Ces signes doivent amener à consulter un ophtalmologiste car lui seul pourra poser le diagnostic d’une DMLA ou d’une autre maladie de l’œil.
Dans ce cas, n’hésitez pas à insister auprès du secrétariat de l’ophtalmologiste pour qu’il vous reçoive rapidement.

Un test simple pour vérifier votre vue : Test de la grille d’Amsler. Demandez-la à votre ophtalmologiste.

La précocité du diagnostic

La DMLA peut débuter après 50 ans et ses premiers symptômes sont plus ou moins perceptibles au début. Or il s’agit d’une maladie chronique et évolutive. Un diagnostic précoce permet une prise en charge rapide de la maladie.

La DMLA débute en règle générale à un œil avec des symptômes peu perceptibles car le deuxième œil permet une vision peu invalidante. Cela peut conduire à la découverte de la maladie à un stade très évolué.  Or des modifications de la macula peuvent être découvertes à un stade précoce. Le dépistage précoce est essentiel, pour toutes les formes de DMLA.

Pour toutes les formes, des mesures à mettre en oeuvre peuvent permettre aux patients de tirer le meilleur bénéfice possible de leur vision résiduelle et de s'adapter progressivement à la diminution de leur vision centrale. Les personnes âgées de plus de 50 ans doivent prendre davantage conscience de l'importance de se soumettre à des examens ophtalmologiques réguliers.

La situation en France

  • 30% des Français en moyenne sous-estiment l'importance de contrôles allant au-delà de la mesure de l'acuité visuelle afin de déceler précocement des signes de maladies oculaires.

  • Plus d'1/4 des sujets dans la tranche d'âge où le risque de maladies oculaires est le plus grand (plus de 55 ans) ne se sont pas soumis à un examen ophtalmologique au cours des deux dernières années.

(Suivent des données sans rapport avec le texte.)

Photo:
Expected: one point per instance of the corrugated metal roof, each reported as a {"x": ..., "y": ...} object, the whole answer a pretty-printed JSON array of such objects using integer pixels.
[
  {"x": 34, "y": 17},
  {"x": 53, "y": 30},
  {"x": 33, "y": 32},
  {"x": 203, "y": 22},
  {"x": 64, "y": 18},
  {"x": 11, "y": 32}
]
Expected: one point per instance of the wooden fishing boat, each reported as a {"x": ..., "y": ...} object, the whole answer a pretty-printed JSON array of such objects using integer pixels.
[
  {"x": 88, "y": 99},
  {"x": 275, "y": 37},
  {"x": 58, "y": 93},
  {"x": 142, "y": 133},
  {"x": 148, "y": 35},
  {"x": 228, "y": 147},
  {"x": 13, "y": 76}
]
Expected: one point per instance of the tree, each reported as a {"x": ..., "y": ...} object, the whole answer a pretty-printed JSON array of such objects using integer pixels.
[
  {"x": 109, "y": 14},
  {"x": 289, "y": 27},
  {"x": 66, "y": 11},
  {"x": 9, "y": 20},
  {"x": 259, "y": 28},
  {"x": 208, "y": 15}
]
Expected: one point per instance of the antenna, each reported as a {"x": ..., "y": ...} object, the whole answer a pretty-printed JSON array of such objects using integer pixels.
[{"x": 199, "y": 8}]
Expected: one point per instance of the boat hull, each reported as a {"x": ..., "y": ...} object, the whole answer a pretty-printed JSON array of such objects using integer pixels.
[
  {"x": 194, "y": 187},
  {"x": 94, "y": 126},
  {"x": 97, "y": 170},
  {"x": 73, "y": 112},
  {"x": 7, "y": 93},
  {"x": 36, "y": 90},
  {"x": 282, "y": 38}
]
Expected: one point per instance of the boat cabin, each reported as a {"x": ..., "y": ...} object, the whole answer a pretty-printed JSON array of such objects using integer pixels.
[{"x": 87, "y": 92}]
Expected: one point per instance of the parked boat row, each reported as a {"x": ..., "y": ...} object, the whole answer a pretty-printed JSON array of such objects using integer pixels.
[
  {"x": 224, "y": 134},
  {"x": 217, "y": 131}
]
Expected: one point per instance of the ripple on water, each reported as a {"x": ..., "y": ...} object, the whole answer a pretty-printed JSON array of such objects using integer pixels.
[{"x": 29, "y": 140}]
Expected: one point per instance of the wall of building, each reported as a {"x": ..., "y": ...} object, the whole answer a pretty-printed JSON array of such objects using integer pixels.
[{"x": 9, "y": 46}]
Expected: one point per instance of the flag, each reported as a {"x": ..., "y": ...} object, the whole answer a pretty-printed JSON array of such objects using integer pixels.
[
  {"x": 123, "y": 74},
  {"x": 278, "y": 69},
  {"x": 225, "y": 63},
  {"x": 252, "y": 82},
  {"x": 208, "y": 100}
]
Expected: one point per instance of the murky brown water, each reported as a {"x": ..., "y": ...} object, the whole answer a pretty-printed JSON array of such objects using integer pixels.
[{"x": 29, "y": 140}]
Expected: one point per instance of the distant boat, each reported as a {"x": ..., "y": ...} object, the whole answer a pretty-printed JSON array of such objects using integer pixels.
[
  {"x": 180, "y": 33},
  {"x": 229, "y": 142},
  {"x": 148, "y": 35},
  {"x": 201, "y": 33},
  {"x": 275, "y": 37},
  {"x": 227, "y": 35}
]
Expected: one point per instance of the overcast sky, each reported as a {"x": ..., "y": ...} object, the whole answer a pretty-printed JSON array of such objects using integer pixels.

Les examens pour poser le diagnostic

Seul un ophtalmologiste peut poser le diagnostic de la DMLA. Pour le diagnostic, la première étape consiste à mesurer l’acuité visuelle de près et de loin. Puis, l’ophtalmologiste procède à un examen du fond d’œil. Il s’agit d’un examen de routine pratiqué lors d’une consultation chez le spécialiste. Suivant la forme de DMLA diagnostiquée, d’autres examens peuvent vous être prescrits, comme l’angiographie et l’OCT (Tomographie en Cohérence Optique). Le diagnostic repose sur l’examen du fond d’œil.

L’examen du fond d’œil permet de mettre en évidence certaines anomalies caractéristiques d’une DMLA. Des examens complémentaires, tels que l’angiographie et l’OCT, seront effectués si nécessaire pour confirmer le diagnostic. Une angiographie est essentielle dans le diagnostic de la DMLA exsudative. Cet examen consiste à photographier les vaisseaux de la rétine après injection intraveineuse d’un colorant fluorescent. Il montre ainsi les vaisseaux et le tissu de la rétine.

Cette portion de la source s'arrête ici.